Pertaining to all railroad subjects, past and present, in the American West, including California, Arizona, Nevada, Colorado, New Mexico, Wyoming, Montana, and The Dakotas. For specific railroad topics, please see the Fallen Flags and Active Railroads categories.

Moderator: Komachi

 #1449792  by Russet Wolf
 
...specifically pertaining to their manufacture and their corrosion resistance.

Not a very interesting question I know, but I have an interesting an interesting lead up you may like.

I work at the Browning museum in Ogden, Utah, situated in Union Station. I spend my days staring at gun prototypes, and it's known to us that most of these prototypes were made from salvaged train car axles. The hardened steel was specifically required to create the receivers.

Now, for years my colleague, Kay, has been wondering why these untreated guns, still raw steel, have never rusted. Raw milled steel, even if stored well, would have begun to develop surface rust at least. Most of these guns spent their lives in reference libraries, unprotected, gathering dust, yet they're spotless. We don't even keep them in atmospherically controlled cases.

For years he's been asking metalurgists and doing research with no answers forthcoming.

Now, recently a visitor proposed to me the idea this might have to do with the manufacturing process. That if these mass produced axles were drawn steel, drawn through dies like a wire, then that would have evenly distributed the carbon, slowing electron exchange and preventing oxidization.

So I'm asking if, from around the late 1870s to the 1920s, how were train car axels manufactured? Were they Drawn? Would this affect corrosion resistance and what resources can I use in finding out?

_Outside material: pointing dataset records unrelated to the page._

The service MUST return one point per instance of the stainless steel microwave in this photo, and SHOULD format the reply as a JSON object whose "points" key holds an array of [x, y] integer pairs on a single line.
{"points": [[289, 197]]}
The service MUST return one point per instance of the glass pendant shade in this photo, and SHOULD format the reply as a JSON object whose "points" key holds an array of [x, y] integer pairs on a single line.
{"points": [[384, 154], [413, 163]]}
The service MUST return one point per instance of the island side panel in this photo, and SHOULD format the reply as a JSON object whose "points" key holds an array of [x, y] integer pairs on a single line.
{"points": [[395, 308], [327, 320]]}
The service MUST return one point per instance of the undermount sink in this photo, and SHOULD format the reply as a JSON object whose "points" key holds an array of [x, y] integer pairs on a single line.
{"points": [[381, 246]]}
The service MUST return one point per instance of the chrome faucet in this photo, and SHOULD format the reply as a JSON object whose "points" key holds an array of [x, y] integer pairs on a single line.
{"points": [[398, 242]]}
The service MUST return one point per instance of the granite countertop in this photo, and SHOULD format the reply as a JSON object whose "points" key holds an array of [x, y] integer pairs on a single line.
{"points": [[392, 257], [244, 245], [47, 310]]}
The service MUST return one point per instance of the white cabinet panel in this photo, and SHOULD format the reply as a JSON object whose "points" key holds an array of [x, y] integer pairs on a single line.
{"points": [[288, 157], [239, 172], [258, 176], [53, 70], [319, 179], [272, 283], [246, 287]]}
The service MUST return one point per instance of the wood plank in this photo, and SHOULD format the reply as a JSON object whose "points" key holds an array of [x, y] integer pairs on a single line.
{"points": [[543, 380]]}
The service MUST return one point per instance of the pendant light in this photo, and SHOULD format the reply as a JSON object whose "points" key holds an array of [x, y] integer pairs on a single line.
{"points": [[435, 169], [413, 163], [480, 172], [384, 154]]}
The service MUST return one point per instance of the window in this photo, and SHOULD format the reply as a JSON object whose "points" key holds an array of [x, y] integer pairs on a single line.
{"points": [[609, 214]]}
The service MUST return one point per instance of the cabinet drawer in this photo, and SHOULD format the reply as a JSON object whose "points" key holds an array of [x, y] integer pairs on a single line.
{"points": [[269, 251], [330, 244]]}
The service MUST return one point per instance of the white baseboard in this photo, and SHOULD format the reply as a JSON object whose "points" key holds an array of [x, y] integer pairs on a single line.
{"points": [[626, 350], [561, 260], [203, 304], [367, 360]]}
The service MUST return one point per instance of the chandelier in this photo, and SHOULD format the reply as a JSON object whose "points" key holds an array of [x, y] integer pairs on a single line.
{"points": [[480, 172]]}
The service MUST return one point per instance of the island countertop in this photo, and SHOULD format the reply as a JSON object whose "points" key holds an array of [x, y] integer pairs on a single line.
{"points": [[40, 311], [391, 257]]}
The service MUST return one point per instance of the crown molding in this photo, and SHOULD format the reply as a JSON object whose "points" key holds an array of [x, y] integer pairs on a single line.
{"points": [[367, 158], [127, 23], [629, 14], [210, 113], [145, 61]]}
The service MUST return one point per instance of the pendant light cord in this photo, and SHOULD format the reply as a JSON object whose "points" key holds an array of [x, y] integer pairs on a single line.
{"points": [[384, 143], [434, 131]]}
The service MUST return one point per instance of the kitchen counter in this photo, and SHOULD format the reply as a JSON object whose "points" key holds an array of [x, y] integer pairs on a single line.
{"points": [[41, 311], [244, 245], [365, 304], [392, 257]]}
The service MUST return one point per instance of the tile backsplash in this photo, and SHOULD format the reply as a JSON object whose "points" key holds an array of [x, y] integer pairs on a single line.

Tl;Dr John M. Browning made guns out of train car axles and now they don't rust. How? Why? Does it have anything to do with Drawn steel or any other manufacturing technique? Please and thank you.
 #1472807  by Plate C
 
Found this thread by accident, too bad no response. I've heard that the Browning Museum is pretty amazing, as is Union Station.
I unfortunately do not know the answer to your question, but as a fan of firearms and the railroad found this educational.
Thanks!
 #1626488  by CharlieL
 
Gonna take a SWAG on this, high-content nickel steel, stronger than straight steel, corrosion resistant, used in Winchester mdl 94 rifles, at least some of them and other firearms. A museum with the ability to non-destructively analyze could probably help out another museum at no charge. Would make sense for a railroad of any size to use it or something like it for load-bearing stressed components.
 #1638309  by NYCRRson
 
https://en.wikipedia.org/wiki/Bluing_(steel)

There are a number of "Chemical Conversion" processes that can be applied to metals to prevent "rusting".

The "blueing" of steel used in gun barrels is one of the early examples.

Anodizing Aluminum is more modern.

https://en.wikipedia.org/wiki/Anodizing

Many aircraft structural components (aluminum) have a greenish color from a "chem film" process.

Basically a very thin film of chemicals that resist "rust" (oxidation in general) changes the properties of the outer most surface of metal parts. Not paint which is an additional layer on top of the metal.